I follow that, I just feel that always starting from a static fighting stance is like always doing a self defense application at exactly the right distance (the typical, two people at exactly the right range, one punches without moving, the other does the application). When doing moves from lively footwork, the move is in its exact context, and the footwork is alive. When the only footwork is in the technique, the context changes, and the pairing of footwork and technique coming from normal footwork is delayed.

I've just had a lot more success with this approach, and with teaching this way, than with raw repetition. The beginning of the learning curve is more difficult, but after a few sessions, the progress is, imo, faster and involves the practitioner understanding the move better, and thus, able to benefit from repeated practice more.

Scott R. Brown
10-31-2013, 01:48 PM
At the time my goal was to see just how good I could become with my kicks. At my best, before a leg injury side lined me, I could open kitchen cupboards with my feet, block hand strikes with my feet during sparring, and stand on the tip of either big toe while holding the other leg up in a vertical split.
After the year and a half it took me to heal from my injury I never had the time or discipline to get my kicks back to that level.

Faux Newbie
10-31-2013, 01:51 PM
At the time my goal was to see just how good I could become with my kicks. At my best, before a leg injury side lined me, I could open kitchen cupboards with my feet, block hand strikes with my feet during sparring, and stand on the tip of either big toe while holding the other leg up in a vertical split.
After the year and a half it took me to heal from my injury I never had the time or discipline to get my kicks back to that level.

Injuries suck.

Scott R. Brown
10-31-2013, 01:55 PM
Injuries suck.

I am injury prone.
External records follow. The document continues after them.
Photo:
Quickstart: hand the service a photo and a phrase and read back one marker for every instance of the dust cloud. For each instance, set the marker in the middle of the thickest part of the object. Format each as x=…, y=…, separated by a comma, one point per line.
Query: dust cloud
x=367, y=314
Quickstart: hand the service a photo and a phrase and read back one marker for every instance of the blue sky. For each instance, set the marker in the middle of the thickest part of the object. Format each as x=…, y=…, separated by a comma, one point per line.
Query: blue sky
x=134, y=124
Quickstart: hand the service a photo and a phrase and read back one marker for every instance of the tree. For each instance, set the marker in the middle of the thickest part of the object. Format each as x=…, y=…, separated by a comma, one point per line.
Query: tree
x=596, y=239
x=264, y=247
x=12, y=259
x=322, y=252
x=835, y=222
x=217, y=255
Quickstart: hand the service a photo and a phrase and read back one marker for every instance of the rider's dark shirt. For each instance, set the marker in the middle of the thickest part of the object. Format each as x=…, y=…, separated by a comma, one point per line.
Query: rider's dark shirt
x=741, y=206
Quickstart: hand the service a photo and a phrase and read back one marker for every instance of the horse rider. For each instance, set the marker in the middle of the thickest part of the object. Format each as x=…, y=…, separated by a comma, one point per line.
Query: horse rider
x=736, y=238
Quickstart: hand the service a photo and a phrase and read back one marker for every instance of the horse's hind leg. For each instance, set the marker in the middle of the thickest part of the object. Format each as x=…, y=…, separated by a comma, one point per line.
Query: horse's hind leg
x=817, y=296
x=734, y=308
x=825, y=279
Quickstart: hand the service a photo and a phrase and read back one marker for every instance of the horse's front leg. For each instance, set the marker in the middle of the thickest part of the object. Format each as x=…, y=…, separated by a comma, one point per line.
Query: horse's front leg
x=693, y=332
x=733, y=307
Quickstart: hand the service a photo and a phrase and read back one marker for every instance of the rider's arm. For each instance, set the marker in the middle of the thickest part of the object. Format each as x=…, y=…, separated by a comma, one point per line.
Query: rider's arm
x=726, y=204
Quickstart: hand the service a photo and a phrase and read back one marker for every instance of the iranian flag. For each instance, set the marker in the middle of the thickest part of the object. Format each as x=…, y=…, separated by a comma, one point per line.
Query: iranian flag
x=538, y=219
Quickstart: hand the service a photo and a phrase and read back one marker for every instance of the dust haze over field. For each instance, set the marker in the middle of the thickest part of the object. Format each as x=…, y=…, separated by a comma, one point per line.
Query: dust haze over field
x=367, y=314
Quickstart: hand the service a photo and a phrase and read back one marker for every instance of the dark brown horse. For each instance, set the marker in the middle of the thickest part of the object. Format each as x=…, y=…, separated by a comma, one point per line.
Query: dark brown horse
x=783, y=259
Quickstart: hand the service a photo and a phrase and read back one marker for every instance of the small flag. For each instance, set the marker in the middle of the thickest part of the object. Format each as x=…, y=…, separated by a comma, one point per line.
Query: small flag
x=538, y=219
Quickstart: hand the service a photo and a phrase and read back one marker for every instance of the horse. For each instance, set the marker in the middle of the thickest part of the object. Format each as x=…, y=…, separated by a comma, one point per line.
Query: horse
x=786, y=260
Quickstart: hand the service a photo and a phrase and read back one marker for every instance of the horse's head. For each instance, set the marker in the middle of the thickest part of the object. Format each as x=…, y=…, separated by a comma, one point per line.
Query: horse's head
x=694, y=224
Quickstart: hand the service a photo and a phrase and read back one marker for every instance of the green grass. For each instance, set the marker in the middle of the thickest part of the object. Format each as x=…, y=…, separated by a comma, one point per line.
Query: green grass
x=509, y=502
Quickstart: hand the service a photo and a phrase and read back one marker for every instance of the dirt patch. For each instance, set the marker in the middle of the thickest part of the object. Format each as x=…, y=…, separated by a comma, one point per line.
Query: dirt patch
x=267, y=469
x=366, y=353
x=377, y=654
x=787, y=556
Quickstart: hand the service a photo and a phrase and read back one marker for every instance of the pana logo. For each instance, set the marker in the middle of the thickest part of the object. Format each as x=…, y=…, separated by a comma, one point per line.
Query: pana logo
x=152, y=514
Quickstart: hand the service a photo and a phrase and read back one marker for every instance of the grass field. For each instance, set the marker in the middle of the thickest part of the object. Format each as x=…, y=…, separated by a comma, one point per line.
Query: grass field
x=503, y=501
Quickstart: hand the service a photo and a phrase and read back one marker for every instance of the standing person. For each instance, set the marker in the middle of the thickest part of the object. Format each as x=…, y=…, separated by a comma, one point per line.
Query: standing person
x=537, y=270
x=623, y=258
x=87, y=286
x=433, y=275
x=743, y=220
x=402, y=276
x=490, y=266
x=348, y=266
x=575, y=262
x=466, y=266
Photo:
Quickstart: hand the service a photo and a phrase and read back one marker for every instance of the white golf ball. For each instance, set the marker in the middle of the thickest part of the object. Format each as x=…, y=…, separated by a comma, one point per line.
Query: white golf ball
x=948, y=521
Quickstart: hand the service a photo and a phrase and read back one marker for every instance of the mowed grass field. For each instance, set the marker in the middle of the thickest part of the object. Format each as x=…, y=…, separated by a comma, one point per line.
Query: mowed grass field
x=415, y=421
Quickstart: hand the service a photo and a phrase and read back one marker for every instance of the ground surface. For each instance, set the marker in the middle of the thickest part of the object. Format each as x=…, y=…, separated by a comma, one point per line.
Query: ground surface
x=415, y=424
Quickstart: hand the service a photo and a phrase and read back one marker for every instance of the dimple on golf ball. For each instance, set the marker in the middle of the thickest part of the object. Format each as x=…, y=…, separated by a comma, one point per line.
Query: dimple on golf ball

I have had a major injury of some kind almost continuously for tbe past 35 or so years. :(

The only joints I have never injured are my knees, and that's a miracle seeing as I'm bow-legged.

Kellen Bassette
10-31-2013, 02:00 PM
Actually, I just did the math more comprehensively, it was something like 15 sections and somewhere between 1500 and 2500 kicks. Of course I worked up to it.

That'll get the legs burning...

Scott R. Brown
10-31-2013, 02:04 PM
That'll get the legs burning...

When I was done, I wold run 4 miles stretch for 1-2 hours and do a little bit of weights and chins.

Oh to be young again and have nothing but free time to train.

What I did to beat the monotony was to train 5 out of every 7 days. My training week ran from Monday to Sunday. If I took Monday and Tuesday off I wasn't allowed to miss another day til after Sunday. But I could take any two days off every week.